Today, the Barbie film may do exactly that – poke fun at Barbie and her "life in plastic". More than that, the film has a soundtrack of pop songs licensed to promote the Barbie movie (Barbie The Album), which includes a song titled "Barbie World (With Aqua)" by Nicki Minaj and Ice Spice. Nicki Minaj sings, "And I'm bad like the Barbie (Barbie); I'm a doll, but I still wanna party." This is arguably a commercial use of the Barbie® trademark to promote the Barbie film.

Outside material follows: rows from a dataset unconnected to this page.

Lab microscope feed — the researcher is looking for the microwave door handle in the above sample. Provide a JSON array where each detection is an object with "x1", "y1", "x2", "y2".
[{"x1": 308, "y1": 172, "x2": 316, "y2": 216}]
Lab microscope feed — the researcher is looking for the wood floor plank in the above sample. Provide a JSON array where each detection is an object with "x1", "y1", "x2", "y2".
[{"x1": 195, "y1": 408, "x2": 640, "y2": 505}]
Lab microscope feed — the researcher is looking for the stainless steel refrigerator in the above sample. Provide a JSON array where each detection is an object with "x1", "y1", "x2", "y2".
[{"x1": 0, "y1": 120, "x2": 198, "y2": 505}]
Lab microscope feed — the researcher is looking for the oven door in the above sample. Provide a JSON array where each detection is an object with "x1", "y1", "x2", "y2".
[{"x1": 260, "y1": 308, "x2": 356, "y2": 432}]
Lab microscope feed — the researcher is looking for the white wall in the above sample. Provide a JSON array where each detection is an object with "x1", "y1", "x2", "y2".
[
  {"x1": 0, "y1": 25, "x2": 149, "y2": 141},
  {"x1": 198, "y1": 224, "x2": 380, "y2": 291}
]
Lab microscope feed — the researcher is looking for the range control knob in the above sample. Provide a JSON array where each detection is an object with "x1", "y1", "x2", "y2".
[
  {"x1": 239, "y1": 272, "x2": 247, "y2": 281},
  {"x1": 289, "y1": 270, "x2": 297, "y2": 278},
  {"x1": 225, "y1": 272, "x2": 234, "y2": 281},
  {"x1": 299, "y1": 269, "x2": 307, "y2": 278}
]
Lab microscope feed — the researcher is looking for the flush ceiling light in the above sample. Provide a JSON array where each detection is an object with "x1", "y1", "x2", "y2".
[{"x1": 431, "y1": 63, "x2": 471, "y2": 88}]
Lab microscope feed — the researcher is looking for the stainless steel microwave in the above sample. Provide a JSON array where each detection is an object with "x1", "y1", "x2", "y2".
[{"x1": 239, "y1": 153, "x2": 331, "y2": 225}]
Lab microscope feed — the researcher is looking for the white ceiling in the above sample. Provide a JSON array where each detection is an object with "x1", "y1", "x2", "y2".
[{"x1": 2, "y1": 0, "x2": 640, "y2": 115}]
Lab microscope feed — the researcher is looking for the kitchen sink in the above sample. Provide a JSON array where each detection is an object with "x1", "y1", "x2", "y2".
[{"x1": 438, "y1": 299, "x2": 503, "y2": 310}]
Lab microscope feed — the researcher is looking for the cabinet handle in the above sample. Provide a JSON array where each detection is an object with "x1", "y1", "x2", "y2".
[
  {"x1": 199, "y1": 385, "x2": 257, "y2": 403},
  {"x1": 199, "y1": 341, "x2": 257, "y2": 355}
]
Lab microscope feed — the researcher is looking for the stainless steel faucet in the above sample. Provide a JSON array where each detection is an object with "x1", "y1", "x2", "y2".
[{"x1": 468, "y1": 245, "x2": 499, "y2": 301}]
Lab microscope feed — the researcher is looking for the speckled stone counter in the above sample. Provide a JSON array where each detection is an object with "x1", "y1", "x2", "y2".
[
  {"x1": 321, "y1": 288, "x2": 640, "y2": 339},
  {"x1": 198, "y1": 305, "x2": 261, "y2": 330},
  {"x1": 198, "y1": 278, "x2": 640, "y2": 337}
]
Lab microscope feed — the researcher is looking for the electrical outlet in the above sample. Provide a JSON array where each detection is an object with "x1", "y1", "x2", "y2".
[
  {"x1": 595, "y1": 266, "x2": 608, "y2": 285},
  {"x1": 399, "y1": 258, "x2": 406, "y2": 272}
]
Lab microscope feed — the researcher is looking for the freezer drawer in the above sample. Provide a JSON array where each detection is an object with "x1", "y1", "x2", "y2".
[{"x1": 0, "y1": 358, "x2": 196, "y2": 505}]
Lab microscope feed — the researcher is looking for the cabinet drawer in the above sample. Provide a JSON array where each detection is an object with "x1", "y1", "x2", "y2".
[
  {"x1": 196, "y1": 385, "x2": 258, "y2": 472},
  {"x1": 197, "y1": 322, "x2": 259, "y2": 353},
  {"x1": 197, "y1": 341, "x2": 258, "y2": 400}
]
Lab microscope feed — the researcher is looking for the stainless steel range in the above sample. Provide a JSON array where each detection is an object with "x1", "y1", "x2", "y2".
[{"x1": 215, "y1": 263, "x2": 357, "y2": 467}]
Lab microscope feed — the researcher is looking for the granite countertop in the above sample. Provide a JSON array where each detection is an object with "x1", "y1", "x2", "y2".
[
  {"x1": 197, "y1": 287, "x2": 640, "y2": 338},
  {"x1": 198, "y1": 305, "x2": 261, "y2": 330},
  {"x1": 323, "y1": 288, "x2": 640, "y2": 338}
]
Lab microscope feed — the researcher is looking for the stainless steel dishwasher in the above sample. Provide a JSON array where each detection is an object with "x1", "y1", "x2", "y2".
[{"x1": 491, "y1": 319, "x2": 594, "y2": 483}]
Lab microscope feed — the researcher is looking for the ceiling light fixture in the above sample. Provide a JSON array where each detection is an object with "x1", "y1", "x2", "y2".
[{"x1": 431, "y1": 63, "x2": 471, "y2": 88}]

In two decades, we go from Mattel attempting to enforce its intellectual property rights against the "Barbie Girl" song to Mattel sponsoring a remixed version of that same song. (Mattel, Inc. is listed as one of the owners in the copyright notice for the Barbie The Album album). Is Mattel engaging in parody of its own brand? Or has the line between protecting the trademark owner's rights and the public's freedom of expression always been blurred?

When trademark owners find unauthorized uses of their trademarks in artistic works, perhaps an approach following in Barbie's footsteps is worth more consideration: Is there a way for brands to take advantage of the collaboration for their own benefit? Today, brand owners experience increased social pressure from consumers with the prevalence of social media in the brand experience. As such, consumers have far more power to affect brands' reputations. As Mattel learned when the Court ruled against it in 2002, if you can't beat them, jump in your Barbie pink convertible, and join them.

Personally, I am enthralled by the potential for brand owners today, and while I continue to think about the Barbie film with my "legal cap" on, I will also be listening to Aqua's original hit, "Barbie Girl" while planning my own retro hot-pink outfit to wear to the premiere.